La vita di Fausto Melotti è tutta all’insegna di rapidità e leggerezza, di molteplicità di talenti (poeta, musicista, matematico, scrittore e artista straordinario) e incontri meravigliosi e, per citare il poeta inglese Philip Larkin, di “finestre alte” aperte sul cielo, a partire dalla sua adesione all’arte astratta negli anni trenta, dal suo amore per Bach, per la scultura greca classica, per Piero della Francesca.  A tracciare, con levità e grazia intensa, molti di questi incontri è la mostra Fausto Melotti e Roma 1937- 1985, curata da Giuseppe Appella – critico d’arte, giornalista, direttore del Mmsma di Matera e amico intimo di Melot­ti – e aperta sino al 12 ot­tobre alla Fondazione Tito Balestra Onlus di Longiano.

A sinsitra e destra: senza titolo, 1985, matita acquarello e tempera

Le opere esposte raccontano, attraverso un percorso che copre quasi un cinquantennio, i rapporti dell’Artista con la Città eterna. Nella seconda metà degli anni trenta, a Roma Melotti incontrò Persico, De Pisis e De Chirico, ponendo le basi della decisa opposizione, poi portata avanti da “Il Milione”, alla cultura ufficiale rappresentata dal “Novecento” della Sarfatti, e iniziando quella rete di relazioni che lo avrebbe accompagnato per tutta la vita.
In seguito Melotti si fermò stabilmente a Roma dal 1941 al 1943, per poi trascorrervi lunghi periodi, sino alla sua scomparsa a Milano, nel 1986.  Punto di riferimento dei momenti romani era “L’Arco.
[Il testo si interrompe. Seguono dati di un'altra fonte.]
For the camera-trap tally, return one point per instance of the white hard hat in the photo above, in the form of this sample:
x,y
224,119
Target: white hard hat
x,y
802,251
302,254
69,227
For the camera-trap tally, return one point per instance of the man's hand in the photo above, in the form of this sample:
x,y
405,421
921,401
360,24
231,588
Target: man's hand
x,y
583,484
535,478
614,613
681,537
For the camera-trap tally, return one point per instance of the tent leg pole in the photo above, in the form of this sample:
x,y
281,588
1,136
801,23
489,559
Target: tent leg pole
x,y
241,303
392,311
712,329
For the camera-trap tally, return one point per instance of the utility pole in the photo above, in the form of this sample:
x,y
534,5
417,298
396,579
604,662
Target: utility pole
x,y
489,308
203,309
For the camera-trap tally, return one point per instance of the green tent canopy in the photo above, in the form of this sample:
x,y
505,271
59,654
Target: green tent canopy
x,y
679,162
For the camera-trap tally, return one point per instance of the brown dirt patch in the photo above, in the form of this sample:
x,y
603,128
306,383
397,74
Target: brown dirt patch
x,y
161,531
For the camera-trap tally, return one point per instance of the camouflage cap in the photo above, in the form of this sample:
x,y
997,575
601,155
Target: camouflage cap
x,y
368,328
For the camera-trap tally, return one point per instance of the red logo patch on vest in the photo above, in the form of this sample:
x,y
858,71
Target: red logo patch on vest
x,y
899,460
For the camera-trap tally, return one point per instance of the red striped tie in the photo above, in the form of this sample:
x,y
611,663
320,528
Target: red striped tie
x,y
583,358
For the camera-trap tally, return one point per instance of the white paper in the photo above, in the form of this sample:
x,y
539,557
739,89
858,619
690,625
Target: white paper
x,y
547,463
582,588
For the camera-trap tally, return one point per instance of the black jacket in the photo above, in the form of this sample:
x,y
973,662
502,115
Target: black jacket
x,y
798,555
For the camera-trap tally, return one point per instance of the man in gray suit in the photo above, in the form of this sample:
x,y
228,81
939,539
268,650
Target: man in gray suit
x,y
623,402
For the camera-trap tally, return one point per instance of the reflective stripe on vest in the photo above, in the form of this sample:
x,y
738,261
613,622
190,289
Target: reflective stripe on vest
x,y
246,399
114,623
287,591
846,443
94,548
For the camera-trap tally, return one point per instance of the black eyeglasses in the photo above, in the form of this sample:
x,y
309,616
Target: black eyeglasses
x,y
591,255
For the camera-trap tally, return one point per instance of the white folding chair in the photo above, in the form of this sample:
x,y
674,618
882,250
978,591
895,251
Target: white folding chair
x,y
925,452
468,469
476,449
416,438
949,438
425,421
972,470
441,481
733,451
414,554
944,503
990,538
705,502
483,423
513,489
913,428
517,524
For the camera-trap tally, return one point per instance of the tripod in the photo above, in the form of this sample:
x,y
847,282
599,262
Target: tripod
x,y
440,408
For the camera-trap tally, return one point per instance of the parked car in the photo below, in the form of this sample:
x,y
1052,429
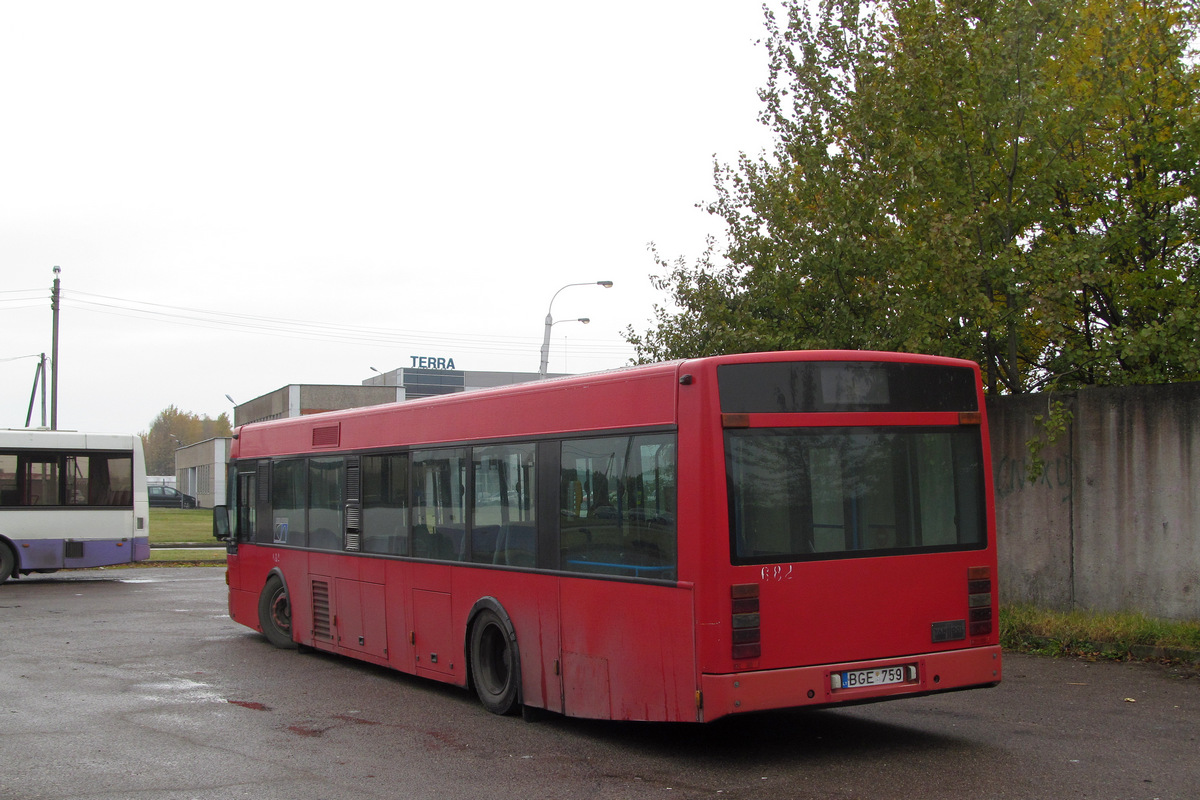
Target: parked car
x,y
167,497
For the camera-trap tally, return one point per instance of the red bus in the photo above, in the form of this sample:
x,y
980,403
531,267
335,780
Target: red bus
x,y
671,542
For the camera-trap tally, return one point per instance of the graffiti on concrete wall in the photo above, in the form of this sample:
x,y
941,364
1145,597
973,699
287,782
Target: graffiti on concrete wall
x,y
1013,476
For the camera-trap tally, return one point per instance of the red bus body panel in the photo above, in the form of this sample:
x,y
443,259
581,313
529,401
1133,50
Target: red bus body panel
x,y
611,648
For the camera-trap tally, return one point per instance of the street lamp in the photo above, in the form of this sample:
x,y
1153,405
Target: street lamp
x,y
550,322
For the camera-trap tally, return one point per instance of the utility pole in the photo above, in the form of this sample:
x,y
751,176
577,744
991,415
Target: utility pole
x,y
54,354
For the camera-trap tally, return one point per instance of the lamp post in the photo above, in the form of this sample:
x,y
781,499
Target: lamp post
x,y
550,322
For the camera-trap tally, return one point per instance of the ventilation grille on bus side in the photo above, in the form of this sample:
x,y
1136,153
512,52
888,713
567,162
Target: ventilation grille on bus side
x,y
322,619
353,505
327,437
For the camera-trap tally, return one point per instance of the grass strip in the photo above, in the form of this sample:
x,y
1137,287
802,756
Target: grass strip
x,y
181,525
161,557
1092,635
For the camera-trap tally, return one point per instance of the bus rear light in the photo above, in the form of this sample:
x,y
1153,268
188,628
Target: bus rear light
x,y
744,618
747,651
979,600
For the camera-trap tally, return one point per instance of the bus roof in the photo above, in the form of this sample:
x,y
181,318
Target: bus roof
x,y
637,396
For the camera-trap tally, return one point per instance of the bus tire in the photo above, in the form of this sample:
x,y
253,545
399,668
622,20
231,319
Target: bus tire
x,y
7,561
275,614
495,662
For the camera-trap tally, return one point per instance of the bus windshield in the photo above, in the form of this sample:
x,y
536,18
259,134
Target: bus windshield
x,y
819,493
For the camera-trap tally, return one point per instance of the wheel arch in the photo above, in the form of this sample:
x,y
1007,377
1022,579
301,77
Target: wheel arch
x,y
16,557
496,607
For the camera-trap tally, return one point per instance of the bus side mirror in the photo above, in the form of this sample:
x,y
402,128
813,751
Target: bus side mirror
x,y
221,523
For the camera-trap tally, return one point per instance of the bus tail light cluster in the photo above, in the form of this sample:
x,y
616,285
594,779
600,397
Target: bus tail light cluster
x,y
979,600
747,635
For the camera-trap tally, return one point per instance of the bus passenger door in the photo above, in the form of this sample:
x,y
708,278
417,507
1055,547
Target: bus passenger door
x,y
361,617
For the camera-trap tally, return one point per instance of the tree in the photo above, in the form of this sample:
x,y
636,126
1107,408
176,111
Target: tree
x,y
173,429
999,180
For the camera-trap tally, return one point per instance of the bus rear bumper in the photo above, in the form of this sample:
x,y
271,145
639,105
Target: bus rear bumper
x,y
781,689
36,554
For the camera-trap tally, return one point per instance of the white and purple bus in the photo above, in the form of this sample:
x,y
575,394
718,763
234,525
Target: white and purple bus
x,y
71,500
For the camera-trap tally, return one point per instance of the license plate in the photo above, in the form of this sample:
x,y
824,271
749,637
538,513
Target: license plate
x,y
864,678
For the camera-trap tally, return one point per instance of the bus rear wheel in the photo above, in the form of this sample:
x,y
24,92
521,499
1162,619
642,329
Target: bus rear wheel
x,y
493,663
275,613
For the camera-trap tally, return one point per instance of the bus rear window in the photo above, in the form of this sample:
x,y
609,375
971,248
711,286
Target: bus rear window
x,y
817,386
805,494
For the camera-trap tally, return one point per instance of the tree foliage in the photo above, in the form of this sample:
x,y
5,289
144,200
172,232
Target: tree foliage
x,y
173,429
1008,181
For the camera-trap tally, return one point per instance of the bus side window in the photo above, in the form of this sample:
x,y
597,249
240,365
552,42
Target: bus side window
x,y
385,504
617,511
327,492
439,504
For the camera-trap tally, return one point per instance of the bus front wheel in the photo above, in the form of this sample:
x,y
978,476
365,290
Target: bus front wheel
x,y
7,563
275,613
495,667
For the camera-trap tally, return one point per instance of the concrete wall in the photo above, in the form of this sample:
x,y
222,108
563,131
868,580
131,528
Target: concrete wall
x,y
201,470
1114,522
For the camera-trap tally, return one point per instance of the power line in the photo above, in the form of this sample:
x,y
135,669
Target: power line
x,y
319,330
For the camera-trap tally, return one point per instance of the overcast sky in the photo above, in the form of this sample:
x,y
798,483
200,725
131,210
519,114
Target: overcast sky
x,y
249,194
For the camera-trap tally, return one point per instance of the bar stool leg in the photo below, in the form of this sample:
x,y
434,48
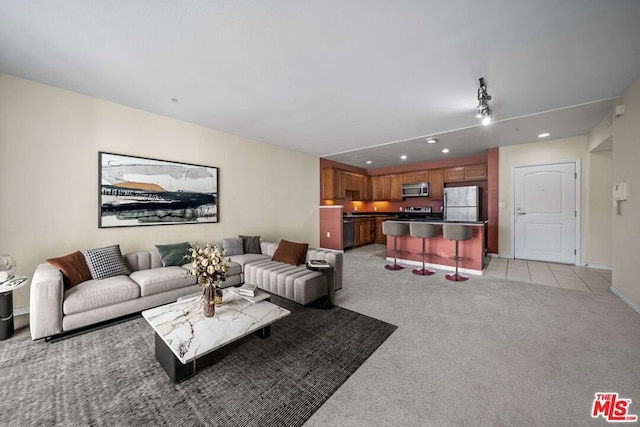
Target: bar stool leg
x,y
395,265
456,277
423,271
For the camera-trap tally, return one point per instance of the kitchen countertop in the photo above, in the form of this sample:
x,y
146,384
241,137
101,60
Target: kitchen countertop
x,y
442,222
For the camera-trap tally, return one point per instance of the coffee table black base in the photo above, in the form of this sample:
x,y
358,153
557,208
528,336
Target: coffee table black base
x,y
6,315
179,371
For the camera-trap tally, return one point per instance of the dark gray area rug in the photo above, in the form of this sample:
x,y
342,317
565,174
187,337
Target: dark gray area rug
x,y
111,377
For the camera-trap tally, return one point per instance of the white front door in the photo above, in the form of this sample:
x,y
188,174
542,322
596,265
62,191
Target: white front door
x,y
545,212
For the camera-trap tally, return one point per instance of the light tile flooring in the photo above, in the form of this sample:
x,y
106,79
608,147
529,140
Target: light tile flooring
x,y
558,275
542,273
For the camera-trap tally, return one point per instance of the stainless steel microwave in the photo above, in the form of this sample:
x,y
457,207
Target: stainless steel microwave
x,y
420,189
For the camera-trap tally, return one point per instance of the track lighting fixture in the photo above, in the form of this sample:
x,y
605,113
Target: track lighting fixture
x,y
483,110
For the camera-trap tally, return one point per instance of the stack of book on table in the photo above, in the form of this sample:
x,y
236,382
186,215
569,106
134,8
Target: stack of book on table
x,y
250,292
247,290
318,263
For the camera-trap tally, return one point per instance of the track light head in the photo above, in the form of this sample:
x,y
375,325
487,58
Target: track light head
x,y
483,110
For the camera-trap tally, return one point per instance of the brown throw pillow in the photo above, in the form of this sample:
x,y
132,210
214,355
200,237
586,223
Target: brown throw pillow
x,y
74,268
290,252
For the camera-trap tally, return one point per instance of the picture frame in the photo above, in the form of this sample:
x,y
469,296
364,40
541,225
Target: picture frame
x,y
140,191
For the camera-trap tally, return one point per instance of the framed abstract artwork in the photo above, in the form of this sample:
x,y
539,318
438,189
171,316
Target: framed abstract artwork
x,y
136,191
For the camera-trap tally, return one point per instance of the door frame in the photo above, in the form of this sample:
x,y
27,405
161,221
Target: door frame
x,y
578,201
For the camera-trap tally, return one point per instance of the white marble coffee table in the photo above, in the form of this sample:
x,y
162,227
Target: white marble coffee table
x,y
186,339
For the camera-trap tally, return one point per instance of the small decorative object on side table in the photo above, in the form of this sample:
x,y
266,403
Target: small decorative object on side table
x,y
8,284
328,270
210,267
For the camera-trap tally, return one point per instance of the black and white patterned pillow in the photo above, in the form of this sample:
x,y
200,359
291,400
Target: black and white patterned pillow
x,y
232,246
106,262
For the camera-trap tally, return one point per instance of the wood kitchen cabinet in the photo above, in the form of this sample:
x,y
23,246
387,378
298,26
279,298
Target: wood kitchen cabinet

Studio Internazionale d’Arte Grafica”, in via Mario de’ Fiori 39/a, al centro tra la sua casa e il suo studio, che dal 1970 divenne luogo d’incontro per scrittori, artisti, stampatori e editori di grafica di tutto il mondo e, dal 1980, sede redazionale delle Edizioni della Cometa.

 

Aveva una
molteplicità di talenti: era poeta, musicista,
matematico,
scrittore e artista

Lì Melotti incontrava gli amici vecchi e nuovi: Vanni Schei­willer, il gruppo “Forma 1” (Ac­cardi, Consagra, Dorazio, Perilli, San­filip­po, Turcato), Toti Scialoja e Gabriella Drudi, Carla Lonzi e Marisa Volpi, Lorenza Trucchi, Tito e Anna Balestra, Gatto, Ro­tel­la, Zavattini, Calvino, i Cascel­la, Nigro, Santomaso, Dadamai­no, Sandro Penna, Tito Balestra, Italo Calvino, Tonino Guerra, Jim Dine sino a intellettuali e artisti molto più giovani come Nunzio e Tirelli.
Qui s’intrecciavano storie e riflessioni in un cenacolo allargato, framily affettiva si direbbe ora, che ha costruito uno dei momenti più intensi della cultura italiana del secolo scorso, segnata da una produzione di opere straordinarie da parte di Melotti: piccoli teatri di latta, sculture in ceramiche delicate e insieme materiche, universi vibranti di musica visiva.
Questo è in mostra a Longiano, nelle cinque sculture e nelle sei ceramiche, accompagnate da un importante gruppo di opere grafiche e su carta, esempio straordinario delle eredità indimenticabili che questo protagonista assoluto ci ha lasciato.